Library of the World's Best Literature, Ancient and Modern — Volume 6 eBook

This eBook from the Gutenberg Project consists of approximately 634 pages of information about Library of the World's Best Literature, Ancient and Modern — Volume 6.

Library of the World's Best Literature, Ancient and Modern — Volume 6 eBook

This eBook from the Gutenberg Project consists of approximately 634 pages of information about Library of the World's Best Literature, Ancient and Modern — Volume 6.
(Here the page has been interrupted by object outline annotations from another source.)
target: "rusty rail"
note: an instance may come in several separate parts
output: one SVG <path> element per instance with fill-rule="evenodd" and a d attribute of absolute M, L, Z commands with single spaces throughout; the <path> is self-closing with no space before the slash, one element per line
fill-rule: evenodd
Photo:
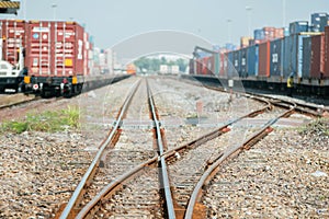
<path fill-rule="evenodd" d="M 229 131 L 229 129 L 227 128 L 229 125 L 232 125 L 243 118 L 247 117 L 253 117 L 257 114 L 261 114 L 266 110 L 271 110 L 271 104 L 269 102 L 265 102 L 266 105 L 263 106 L 260 110 L 253 111 L 249 114 L 246 114 L 241 117 L 238 117 L 236 119 L 232 119 L 226 124 L 224 124 L 222 127 L 217 128 L 214 131 L 211 131 L 195 140 L 192 140 L 191 142 L 183 145 L 183 146 L 179 146 L 170 151 L 166 151 L 163 152 L 163 158 L 166 160 L 172 158 L 175 155 L 177 152 L 184 150 L 184 149 L 190 149 L 192 147 L 197 147 L 201 146 L 218 136 L 220 136 L 222 134 L 225 134 L 227 131 Z M 162 158 L 161 157 L 161 158 Z M 113 195 L 117 189 L 121 188 L 122 185 L 124 185 L 124 182 L 128 181 L 129 178 L 132 178 L 133 176 L 136 176 L 137 173 L 141 172 L 145 168 L 150 166 L 150 165 L 155 165 L 157 164 L 157 162 L 159 161 L 160 157 L 155 157 L 148 161 L 146 161 L 145 163 L 139 164 L 138 166 L 134 168 L 133 170 L 131 170 L 129 172 L 125 173 L 124 175 L 122 175 L 121 177 L 118 177 L 115 182 L 112 182 L 111 184 L 109 184 L 106 187 L 104 187 L 90 203 L 88 203 L 88 205 L 86 205 L 81 211 L 79 212 L 79 215 L 77 216 L 77 218 L 88 218 L 91 217 L 97 210 L 98 207 L 102 204 L 102 199 L 110 197 L 111 195 Z"/>
<path fill-rule="evenodd" d="M 89 182 L 91 181 L 91 178 L 93 177 L 93 175 L 95 174 L 95 171 L 99 166 L 100 160 L 102 158 L 102 154 L 105 150 L 105 148 L 113 141 L 113 139 L 116 137 L 116 132 L 121 126 L 121 122 L 128 108 L 128 105 L 131 103 L 131 101 L 133 100 L 134 94 L 136 93 L 137 88 L 140 84 L 140 80 L 137 81 L 133 88 L 131 89 L 127 97 L 125 99 L 125 102 L 123 104 L 123 106 L 121 107 L 117 118 L 116 118 L 116 123 L 114 125 L 114 127 L 112 128 L 112 130 L 109 132 L 107 137 L 104 139 L 104 141 L 101 143 L 100 149 L 98 151 L 98 153 L 95 154 L 94 159 L 92 160 L 89 169 L 87 170 L 87 172 L 84 173 L 82 180 L 80 181 L 80 183 L 78 184 L 78 186 L 76 187 L 71 198 L 69 199 L 68 204 L 66 205 L 64 211 L 60 215 L 60 219 L 66 219 L 68 217 L 73 217 L 73 208 L 76 208 L 81 198 L 82 195 L 84 194 L 86 187 L 88 187 Z"/>
<path fill-rule="evenodd" d="M 254 135 L 252 135 L 250 138 L 248 138 L 242 145 L 237 146 L 235 148 L 228 148 L 222 154 L 219 154 L 217 160 L 215 162 L 213 162 L 213 164 L 205 171 L 205 173 L 202 175 L 198 183 L 194 187 L 194 191 L 190 197 L 189 205 L 188 205 L 188 208 L 185 211 L 185 216 L 184 216 L 185 219 L 191 219 L 193 217 L 196 203 L 198 201 L 198 199 L 202 196 L 203 186 L 205 184 L 207 184 L 214 177 L 214 175 L 219 171 L 219 165 L 224 161 L 237 155 L 238 153 L 242 152 L 243 150 L 250 149 L 250 147 L 252 147 L 260 139 L 262 139 L 264 136 L 266 136 L 269 132 L 272 131 L 271 126 L 273 124 L 275 124 L 280 118 L 287 117 L 291 114 L 293 114 L 295 111 L 295 107 L 296 107 L 296 104 L 294 104 L 294 106 L 291 106 L 290 110 L 287 110 L 286 112 L 284 112 L 281 115 L 279 115 L 276 118 L 270 119 L 259 131 L 257 131 Z"/>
At that time—­somewhere about 1580—­Shakespeare was still serving his apprenticeship as playwright, and had perhaps less claim on the notice of the observant foreigner than his elder contemporaries.  London was still a small town, where the news of the day spread rapidly, and where, no doubt, strangers were as eagerly discussed as they are now within narrow town limits.  Bruno’s daring speculations could not remain the exclusive property of his own coterie.  And as Shakespeare had the faculty of absorbing all new ideas afloat in the air, he would hardly have escaped the influence of the teacher who proclaimed in proud self-confidence that he was come to arouse men out of their theological stagnation.  His influence on Bacon is more evident, because of their friendly associations.  Bruno lectured at Oxford, but the English university found less favor in his eyes than English court life.  Pedantry had indeed set its fatal mark on scholarship, not only on the Continent but in England.  Aristotle was still the god of the pedants of that age, and dissent from his teaching was heavily punished, for the dry dust of learning blinded the eyes of the scholastics to new truths.

Bruno, the knight-errant of these truths, devoted all his life to scourging pedantry, and dissented in toto from the idol of the schools.  No wonder he and Oxford did not agree together.  He wittily calls her “the widow of sound learning,” and again, “a constellation of pedantic, obstinate ignorance and presumption, mixed with a clownish incivility that would tax the patience of Job.”  He lashed the shortcomings of English learning in ‘La Cena delle Ceneri’ (Ash Wednesday Conversation).  But Bruno’s roving spirit, and perhaps also his heterodox tendencies, drove him at last from England, and for the next five years he roamed about Germany, leading the life of the wandering scholars of the time, always involved in conflicts and controversies with the authorities, always antagonistic to public opinion.  Flying in the face of the most cherished traditions, he underwent the common experience of all prophets:  the minds he was bent on awakening refused to be aroused.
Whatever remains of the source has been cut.